T H E C H R O N O L O G Y
- The events giving rise to this charge occurred on December 11th, 2010. The information was sworn and confirmed on December 30th, 2010 and that is the start date for consideration of potential delay.
January 6, 2011 – This was the date of the first appearance in Assignment Court. Counsel, Mr. Lent appeared, initial disclosure was given and the matter was adjourned pending a Crown resolution meeting to the second date;
February 3, 2011 – The Applicant was represented on the second appearance by the paralegal agent on behalf of counsel, Christie Lent. Certain further disclosure was provided at that appearance. A trial was set for June 29th, 2011 with a confirmation appearance on May 5th, 2011. No judicial pre-trial was held prior to setting the trial date. The Court was advised during argument that the original estimate of a four hour trial was based on the discussions between Crown and Defence in their resolution meeting. This estimate was apparently based on the review of the potential evidence by counsel and on the understanding that Defence intended to bring a blended Charter application in relation to Sections 7 and 8 only. Experienced counsel set the trial on this basis without a judicial pre-trial. They must have been aware of the long standing practice memo for the Ontario Court of Justice at Orangeville which mandates the holding of judicial pre-trials in such cases unless Crown and Defence are both satisfied that their trial estimate is accurate and that a judicial pre-trial would not be of value.
While five earlier dates were provided by the trial co-ordinator between February 17th and June 29th, only two of these, March 14th and June 9th were available for the Crown to proceed. Of those five dates the only date available to the Defence was March 1st. A letter from Mr. Lent dated February 2, 2011 indicated that he was also available on ten dates prior to June 29th commencing February 28th.
May 5, 2011 – On the date of the confirmation hearing, both the Crown and Defence filed trial confirmation reports which indicated to the Court that they confirmed, among other things, that the time estimate for trial was still accurate. I note that the Defence report dated May 4th, 2011, now also referenced Sections 9 and 10 in their Charter application. There was no indication by Defence about whether those further Charter issues might affect trial time. It is not clear from the record whether the extent of Mr. Lent’s Charter application at that point was fully understood by the Crown. In any event, while the presiding Justice asked if the parties had considered a judicial pre-trial, that offer was declined and the matter was unconditionally confirmed to the first trial date of June 29th. `
May 20th, 2011 – On this date Defence brought the matter back before the Court to indicate that given recent developments in the law at that time, he had been just instructed by his client to challenge the constitutional validity of the C-2 amendments to the Criminal Code in relation to Over 80 charges. Counsel advised the Court that more time for trial may be required. Mr. Lent was speaking to two similar cases on the same appearance, both Ms. Sanderson’s matter and R. v. Cortese
The Court (I was the presiding Judge on that date) pointed out to Defence that this development would substantially change the nature of this proceeding in terms of the estimate of trial time required. The Court pointed out to counsel on pages 1 and 2 of the transcript “your estimate completely goes out the window of course now as it is an entirely different proceeding, don’t you think?” There was a suggestion by the Crown that the constitutional issues in the two different cases be merged. In any event the Court directed the Defence to speak to the trial co-ordinator and reserve further time for trial as required. It was acknowledged by Mr. Lent that neither trial could conclude on the two originally scheduled dates. Ms. Sanderson’s matter was adjourned to the original trial date on the understanding that it would commence but could not be concluded on that date because of the constitutional issues to be raised by the Defence and further potential evidence.

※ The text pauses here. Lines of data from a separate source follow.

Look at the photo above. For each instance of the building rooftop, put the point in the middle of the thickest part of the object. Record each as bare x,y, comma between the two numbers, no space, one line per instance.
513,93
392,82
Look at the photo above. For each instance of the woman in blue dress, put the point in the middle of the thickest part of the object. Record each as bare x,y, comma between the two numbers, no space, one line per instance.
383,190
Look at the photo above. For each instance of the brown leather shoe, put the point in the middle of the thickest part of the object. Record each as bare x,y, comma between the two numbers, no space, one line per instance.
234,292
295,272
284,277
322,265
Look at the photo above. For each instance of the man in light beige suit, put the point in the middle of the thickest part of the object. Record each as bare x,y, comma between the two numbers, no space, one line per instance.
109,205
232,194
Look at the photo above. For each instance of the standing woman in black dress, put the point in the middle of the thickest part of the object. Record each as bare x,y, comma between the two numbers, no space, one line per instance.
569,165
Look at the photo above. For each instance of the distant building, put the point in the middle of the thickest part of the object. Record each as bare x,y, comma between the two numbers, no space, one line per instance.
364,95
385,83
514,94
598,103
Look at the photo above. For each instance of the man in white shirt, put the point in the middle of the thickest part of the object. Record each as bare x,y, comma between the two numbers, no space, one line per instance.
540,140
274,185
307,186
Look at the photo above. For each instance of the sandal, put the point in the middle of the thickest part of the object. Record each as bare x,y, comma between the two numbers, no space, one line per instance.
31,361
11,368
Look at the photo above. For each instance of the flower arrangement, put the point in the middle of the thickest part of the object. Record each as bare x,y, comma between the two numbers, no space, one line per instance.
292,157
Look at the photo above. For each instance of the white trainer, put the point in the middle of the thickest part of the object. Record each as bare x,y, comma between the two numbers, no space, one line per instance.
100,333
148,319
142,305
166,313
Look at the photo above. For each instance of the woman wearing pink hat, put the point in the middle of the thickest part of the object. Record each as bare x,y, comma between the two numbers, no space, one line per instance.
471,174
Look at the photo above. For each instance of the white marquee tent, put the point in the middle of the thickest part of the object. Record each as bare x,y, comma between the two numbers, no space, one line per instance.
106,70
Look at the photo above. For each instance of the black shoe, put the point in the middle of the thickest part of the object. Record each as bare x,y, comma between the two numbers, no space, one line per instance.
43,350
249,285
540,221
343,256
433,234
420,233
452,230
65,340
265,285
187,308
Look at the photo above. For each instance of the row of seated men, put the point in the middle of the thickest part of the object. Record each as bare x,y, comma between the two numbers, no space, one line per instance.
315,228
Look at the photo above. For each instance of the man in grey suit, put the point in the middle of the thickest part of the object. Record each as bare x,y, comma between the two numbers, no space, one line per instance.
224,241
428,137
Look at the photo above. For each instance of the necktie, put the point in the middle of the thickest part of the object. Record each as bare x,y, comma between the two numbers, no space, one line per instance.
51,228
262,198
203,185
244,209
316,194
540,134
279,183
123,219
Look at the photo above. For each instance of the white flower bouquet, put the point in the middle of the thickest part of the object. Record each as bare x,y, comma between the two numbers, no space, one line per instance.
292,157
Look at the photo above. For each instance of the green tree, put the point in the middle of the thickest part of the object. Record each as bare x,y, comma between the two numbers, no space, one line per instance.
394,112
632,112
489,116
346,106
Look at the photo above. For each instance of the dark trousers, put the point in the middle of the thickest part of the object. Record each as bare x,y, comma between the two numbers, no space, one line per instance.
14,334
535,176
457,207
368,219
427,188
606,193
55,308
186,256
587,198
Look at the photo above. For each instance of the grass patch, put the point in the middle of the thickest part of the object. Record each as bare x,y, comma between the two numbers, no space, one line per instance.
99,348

- June 29th, 2011 – This was the original trial date. On this date the Crown proceeded, and quite properly in my view, gave priority to a previously scheduled in custody matter which had originally been scheduled for a half day. In the morning it became clear to the Court that the in custody trial would consume the remainder of the day. The Crown acknowledged that, in the circumstances, if the Sanderson matter were even commenced it could not be completed that day. The matter was addressed at 11:08 in the morning. The Defence acknowledged his understanding that it was unlikely that there would be time to commence the Sanderson matter on that date. Court and counsel agreed that the matter would have to be adjourned.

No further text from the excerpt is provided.